Apart from relieving people from performing monotonous and tedious tasks, autonomous robots are gaining traction due to social distancing rules resulting from the COVID-19 pandemic.

In addition to its initial commitment with an advance payment of $10 million, Musashi Seimitsu is willing to expand the deployment of MusashiAI’s autonomous quality control inspectors and autonomous forklift drivers in its factories globally, subject to that the company respects certain stages of development. MusashiAI also obtained a proof of concept (POC) for its standalone QC inspector from one of the largest bearing manufacturers in the world. In addition, MusashiAI will hold three POCs for autonomous forklift drivers and central management system with Israel’s leading retail and fast-moving consumer goods (FMCG) groups starting in the fourth quarter of this year. These agreements will be the first times the robots will be tested outside of the Musashi Seimitsu Group.

“Globally, nearly 30 million people work in strenuous visual inspection tasks. Many of these people suffer from chronic health problems because of this work, such as carpal tunnel syndrome. There is no doubt that many of them have been furloughed because many industrial environments are now unsafe due to the coronavirus.

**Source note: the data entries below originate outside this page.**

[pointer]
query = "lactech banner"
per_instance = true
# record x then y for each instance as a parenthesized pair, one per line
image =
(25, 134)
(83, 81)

These people are not key workers, but what they do is essential,” Poliakine said. “Companies will need their end products to be inspected, and we are offering the world a solution that can protect employees from this deadly virus and the chronic health problems associated with their work, [as well as] the major economic danger of stalling business for much longer.

Also, this is a relatively risk-free trade move, Poliakine noted. “These robots are designed with people in mind – the vision is that they fit easily on the production floor where there will still be human workers, but free other workers from that particular drudgery. They are user-friendly and easy “to deploy wherever they’re needed. Our OpEx model means customers can deploy robots when and where they need them, without significant capital expenditure.”